Macrophages M2 Polarization and Tumor Progression

Exosomes derived from tumor cells contain immunomodulatory and pro-angiogenic proteins, which can enhance immunosuppression and angiogenesis ability, thereby making recipient cells more aggressive and more prone to metastasis (Ekström et al., 2014). For example, exosomal cytoskeleton-centric proteins derived from CRC cells can be functionally transported to bone marrow-derived macrophages, and promote cancer-associated inflammation in exosome-educated macrophages through cathepsin B activity, pro-inflammatory cytokine secretion and the proportion of polarized cells (Chen et al., 2016). Coculture with apoptotic prostate cancer cells increases the expression of milk fat globule EGF factor 8 (MFG-E8) in macrophages, which of high expression in tissues and serum exosomes, finally suppresses the pro-inflammatory response and stimulates macrophage polarization into the activated M2 phenotype (Soki et al., 2014).

Additionally, the level of CKLF-like MARVEL transmembrane domain-containing 6 (CMTM6) is positively associated with the higher pathological stage of OSCC patients, CD163+ macrophage infiltration and PD-L1 expression. Exosomes from OSCC cells can deliver CMTM6 to macrophages and promote M2-like macrophage polarization to facilitate cells proliferative, migration and invasion through ERK1/2 signaling (Pang et al., 2021). High-mobility group box transcription factor 1 (HMGB1) containing exosomes can successfully trigger the clonal expansion of programmed cell death protein 1 positive (PD1+) TAMs, and finally facilitate esophageal squamous cell carcinoma (ESCC) development. Combining PD1+ TAMs targeting with exosomal HMGB1 would be an effective measure in immunotherapy (Li et al., 2019). Highly enriched of glycoprotein 130 (gp130) from breast cancer (BC)-derived exosomes triggers the secretion of interleukin-6 (IL-6) and activate the IL-6/STAT3 pathway (Ham et al., 2018). Furthermore, it has been found that serglycin exists in the exosomes derived from all human myeloma cell lines. Exosomal serglycin significantly promotes the proliferation and invasion of myeloma cells, and increases the migration of macrophage. In all, in myeloma-derived exosomes, serglycin and its binding partner are transferred to target cells, by which the recipient cells are reprogrammed to facilitate cancer progression (Purushothaman et al., 2017).

Macrophages M2 Polarization and Immunosuppression

In addition to polarization, tumor-derived exosomes can also mediate monocyte differentiation into M2 macrophages. For example, glioblastoma multiforme (GBM) EVs, including exosomes, can mediate the differentiation of peripheral blood-derived monocytes to alternative M2 phenotype macrophages. Several abundant proteins have been detected in these EVs, including chondroitin sulfate proteoglycan 4, α-2-macroglobulin, lactadherin, EGFR and integrins, and exposure to GBM EVs leads to modified expression of cell surface proteins, increases phagocytic capability and induces expression of M2 phenotype macrophage marker CD163 (de Vrij et al., 2015). Members of the STAT3 pathway are also present in glioblastoma (GBM)-derived stem cells (GSCs)-derived exosomes (GDEs), functionally mediating the immune-suppressive switch. In detail, GDEs pass through the cytoplasm of monocytes, leading to a reorganization of actin cytoskeleton, and leading the monocytes differentiation to the immunosuppressive M2 phenotype (Gabrusiewicz et al., 2018). Summarily, the same protein exerts different functions in the exosomes from different tumor cells, while exosomes secreted by the same tumor cell can transport multiple proteins to the recipient cell to initiate biological functions.

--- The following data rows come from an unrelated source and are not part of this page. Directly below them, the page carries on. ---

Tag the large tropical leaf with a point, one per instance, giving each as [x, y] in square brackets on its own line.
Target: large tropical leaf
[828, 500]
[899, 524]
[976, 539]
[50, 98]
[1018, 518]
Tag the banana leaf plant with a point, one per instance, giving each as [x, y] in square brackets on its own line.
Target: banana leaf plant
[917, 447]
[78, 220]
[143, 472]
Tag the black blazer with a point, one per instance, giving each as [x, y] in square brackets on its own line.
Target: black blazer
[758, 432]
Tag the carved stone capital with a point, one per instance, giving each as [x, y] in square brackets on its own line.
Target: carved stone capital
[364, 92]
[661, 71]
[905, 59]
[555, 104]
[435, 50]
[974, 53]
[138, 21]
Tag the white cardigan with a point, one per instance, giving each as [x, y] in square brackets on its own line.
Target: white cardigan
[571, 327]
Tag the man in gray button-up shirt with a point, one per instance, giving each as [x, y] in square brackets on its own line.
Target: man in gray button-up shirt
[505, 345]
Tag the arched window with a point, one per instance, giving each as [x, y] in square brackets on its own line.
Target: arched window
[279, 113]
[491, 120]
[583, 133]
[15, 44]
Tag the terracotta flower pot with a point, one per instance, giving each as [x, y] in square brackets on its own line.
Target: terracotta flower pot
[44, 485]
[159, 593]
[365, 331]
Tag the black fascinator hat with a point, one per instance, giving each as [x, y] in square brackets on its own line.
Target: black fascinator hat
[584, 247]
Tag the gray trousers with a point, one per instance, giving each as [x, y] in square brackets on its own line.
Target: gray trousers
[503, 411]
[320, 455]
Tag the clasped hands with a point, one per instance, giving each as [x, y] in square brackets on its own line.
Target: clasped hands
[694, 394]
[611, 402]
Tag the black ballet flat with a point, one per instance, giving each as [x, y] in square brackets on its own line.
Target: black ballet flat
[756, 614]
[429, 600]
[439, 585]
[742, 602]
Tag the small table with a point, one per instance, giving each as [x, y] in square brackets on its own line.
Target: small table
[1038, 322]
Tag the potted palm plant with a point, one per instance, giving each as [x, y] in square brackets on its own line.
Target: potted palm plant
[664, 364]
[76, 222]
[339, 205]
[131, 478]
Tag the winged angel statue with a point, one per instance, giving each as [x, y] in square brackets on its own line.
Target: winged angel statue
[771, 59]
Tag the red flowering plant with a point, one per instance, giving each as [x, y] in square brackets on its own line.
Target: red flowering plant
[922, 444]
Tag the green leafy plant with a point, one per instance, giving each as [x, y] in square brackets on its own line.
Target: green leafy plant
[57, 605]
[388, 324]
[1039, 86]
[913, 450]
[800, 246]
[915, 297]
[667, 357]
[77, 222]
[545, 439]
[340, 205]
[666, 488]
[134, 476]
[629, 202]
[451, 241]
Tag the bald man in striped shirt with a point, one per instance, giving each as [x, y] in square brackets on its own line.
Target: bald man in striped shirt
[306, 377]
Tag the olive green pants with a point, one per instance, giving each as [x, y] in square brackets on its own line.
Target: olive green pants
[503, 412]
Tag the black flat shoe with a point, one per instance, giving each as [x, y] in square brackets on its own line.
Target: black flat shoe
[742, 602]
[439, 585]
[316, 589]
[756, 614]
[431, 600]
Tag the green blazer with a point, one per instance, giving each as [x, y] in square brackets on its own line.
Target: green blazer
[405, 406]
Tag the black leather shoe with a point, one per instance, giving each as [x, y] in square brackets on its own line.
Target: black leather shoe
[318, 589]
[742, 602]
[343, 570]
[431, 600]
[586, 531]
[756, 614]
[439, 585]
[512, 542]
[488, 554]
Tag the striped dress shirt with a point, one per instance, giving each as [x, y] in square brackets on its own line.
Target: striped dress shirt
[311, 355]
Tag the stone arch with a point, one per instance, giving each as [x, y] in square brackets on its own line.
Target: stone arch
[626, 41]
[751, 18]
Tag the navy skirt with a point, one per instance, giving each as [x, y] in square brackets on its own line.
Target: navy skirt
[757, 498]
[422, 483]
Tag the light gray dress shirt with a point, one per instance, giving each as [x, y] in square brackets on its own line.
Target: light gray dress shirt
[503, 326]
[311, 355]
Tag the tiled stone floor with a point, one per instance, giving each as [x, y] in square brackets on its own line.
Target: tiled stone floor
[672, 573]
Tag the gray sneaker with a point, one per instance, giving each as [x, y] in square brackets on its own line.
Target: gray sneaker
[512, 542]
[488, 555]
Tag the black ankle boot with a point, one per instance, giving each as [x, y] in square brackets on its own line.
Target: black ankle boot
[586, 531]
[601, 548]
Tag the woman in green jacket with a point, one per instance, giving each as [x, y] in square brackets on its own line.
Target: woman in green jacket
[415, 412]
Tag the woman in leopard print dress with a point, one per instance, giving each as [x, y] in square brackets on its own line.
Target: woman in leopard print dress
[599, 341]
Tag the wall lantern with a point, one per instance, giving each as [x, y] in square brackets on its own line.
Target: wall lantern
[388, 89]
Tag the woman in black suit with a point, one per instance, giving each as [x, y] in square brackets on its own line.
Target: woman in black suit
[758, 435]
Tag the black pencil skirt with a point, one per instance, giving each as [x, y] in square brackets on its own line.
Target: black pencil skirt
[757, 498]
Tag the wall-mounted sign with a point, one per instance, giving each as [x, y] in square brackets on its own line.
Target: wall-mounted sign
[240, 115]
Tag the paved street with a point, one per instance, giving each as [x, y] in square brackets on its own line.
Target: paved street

Macrophages M2 Polarization and Chemoresistance

It is reported that elevated phosphoribosyl pyrophosphate synthetases 2 (PRPS2) level is correlated with DDP resistance and poor prognosis in NSCLC patients. Downregulation of PRPS2 sensitizes DDP-resistant cells to DDP treatment. PRPS2 enriched in the exosomes mediates M2 macrophage polarization to promote DDP resistance of NSCLC cells (Liu G. et al., 2021).

Mixed M1/M2 Phenotype of Macrophages

Macrophages can be induced by exosomes to not only the M1 or M2 direction respectively, but also a “mixed” phenotype. For example, EVs derived from CRC cell lines and melanoma can both induce a mixed M1/M2 tumor-promoting macrophage phenotype (Bardi et al., 2018; Popēna et al., 2018). CRC cell lines released EVs can cause an increased surface biomarker CD14 expression and a mixed M1/M2 cytokine secretion pattern (C-X-C motif chemokine (CXCL) 10, IL-6, IL-23, and IL-10) in nonpolarized macrophages, and trigger IL-23 expression in M2 polarized macrophages (Popēna et al., 2018). Exosomes derived from melanoma also induce the expression of mixed phenotype markers including CC chemokine ligand (CCL)22, IL-12B, IL-1β, IL-6, i-NOS and TNF-α, which lead to M1 and M2 polarization (Bardi et al., 2018). Thus, the “mixed” phenotype is expected to contribute to multiple pro-tumor functions. However, the contents of these exosomes require further exploration.

Exosomal miRNAs

Macrophages M2 Polarization and Tumor Growth and Metastasis

RNA sequencing analysis has demonstrated that miRNAs are of the highest content in microvesicle isolates derived from human plasma, accounting for over 42.32% of all raw reads and 76.20% of all mappable reads (Vlassov et al., 2012). In the early study, it was demonstrated that extracellular miRNAs were predominantly exosomes/microvesicles free. Cells in culture mainly export miRNAs in a form independent of exosomes. After ultracentrifugation at 110,000 g, most of the miRNAs in plasma and cell culture medium still remain in the supernatant, indicating that extracellular miRNAs are of non-vesicular origin (Wang et al., 2010; Turchinovich et al., 2011). Recent years, a large number of studies have shown that exosomal miRNAs play a crucial role in tumor progression, and stimulate angiogenesis and facilitate metastasis (Zhou et al., 2018; Zhang et al., 2019; Zhou et al., 2020). In addition, tumor-derived exosomal miRNAs polarize recipient macrophages and target diverse signaling pathways, leading to a positive or negative impact on tumor progression (Chen et al., 2018; Yin C. et al., 2019; Zhao et al., 2020).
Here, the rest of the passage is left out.